# stevia sweentener in Thailand



## Maew9

Hey! anyone know about the natural stevia sweetener, I heard that it made from stevia leaves and where could I buy it here in Thailand? One of my friend told me that there are some in supermarket like Villa Market but still have no time to check it out, anyone know pls share thanks.


----------



## oddball

*stevia*



Maew9 said:


> Hey! anyone know about the natural stevia sweetener, I heard that it made from stevia leaves and where could I buy it here in Thailand? One of my friend told me that there are some in supermarket like Villa Market but still have no time to check it out, anyone know pls share thanks.


 Just ask your friend to pick some up for you , save everybody a lot of time .Colin .


----------



## Maew9

Thanks colin, i just want to have some idea or share from someone ever used this stevia sweetener before. how is it good? now i use a lot of artificial sweetener like aspartame which made me headache or side affect. anyone have any experience with this sweetener, pls share thanks.


----------



## oddball

Maew9 said:


> Thanks colin, i just want to have some idea or share from someone ever used this stevia sweetener before. how is it good? now i use a lot of artificial sweetener like aspartame which made me headache or side affect. anyone have any experience with this sweetener, pls share thanks.
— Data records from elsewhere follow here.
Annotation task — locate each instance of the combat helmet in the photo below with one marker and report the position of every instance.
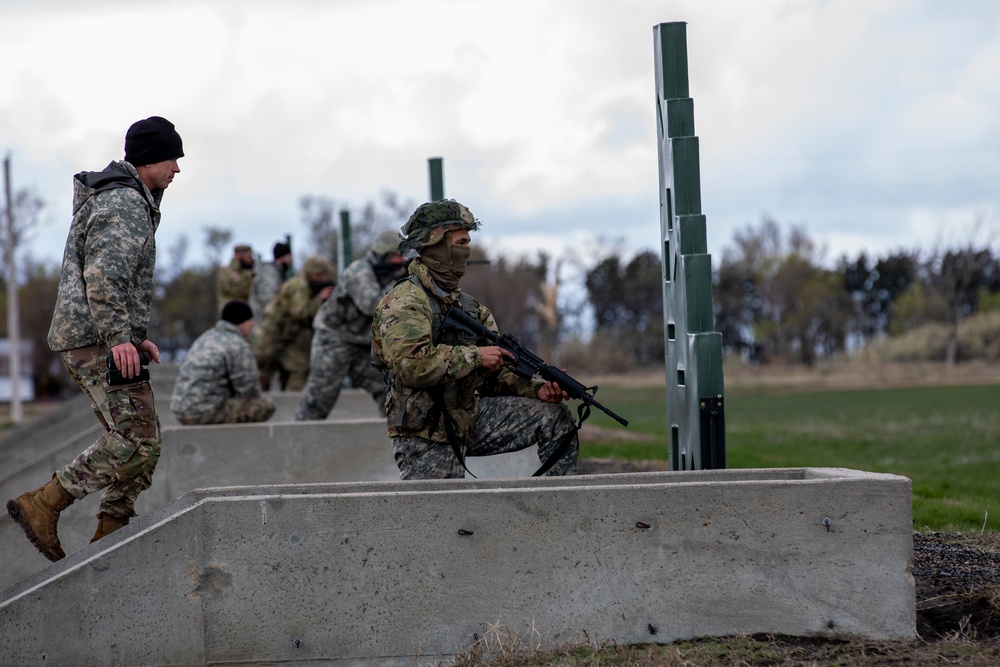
(428, 224)
(384, 243)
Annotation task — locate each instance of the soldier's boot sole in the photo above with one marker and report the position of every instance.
(53, 552)
(37, 513)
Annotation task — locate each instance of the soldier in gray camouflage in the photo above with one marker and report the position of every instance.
(280, 340)
(342, 330)
(233, 281)
(451, 397)
(218, 381)
(102, 311)
(269, 277)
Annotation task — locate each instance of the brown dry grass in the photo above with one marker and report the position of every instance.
(857, 373)
(967, 633)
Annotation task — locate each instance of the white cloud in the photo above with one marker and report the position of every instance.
(855, 119)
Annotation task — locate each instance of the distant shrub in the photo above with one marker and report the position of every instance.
(978, 339)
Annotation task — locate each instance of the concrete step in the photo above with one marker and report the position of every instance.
(226, 455)
(403, 573)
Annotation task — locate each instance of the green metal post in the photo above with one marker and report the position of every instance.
(344, 250)
(695, 406)
(436, 166)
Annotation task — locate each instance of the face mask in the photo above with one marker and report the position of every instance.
(446, 262)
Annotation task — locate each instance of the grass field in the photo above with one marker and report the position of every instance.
(946, 439)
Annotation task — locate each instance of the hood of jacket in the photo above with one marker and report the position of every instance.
(86, 184)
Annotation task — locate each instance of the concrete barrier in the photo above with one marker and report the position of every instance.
(225, 455)
(403, 573)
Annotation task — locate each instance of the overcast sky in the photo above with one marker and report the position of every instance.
(872, 124)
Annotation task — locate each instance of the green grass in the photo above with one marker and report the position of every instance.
(945, 439)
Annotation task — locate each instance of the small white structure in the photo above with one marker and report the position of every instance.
(26, 387)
 Best for your health is to cut out the use of sugar(salt also) and use honey instead,all natural and no side effects,noticeable or otherwise. Colin


----------



## Maew9

thanks colin that's right as to escape from the artificial thing like aspartame which cause me headache for a while after drinking my lovely coffee with it. i will check at Villa as my friend told me for some natural thing then.


----------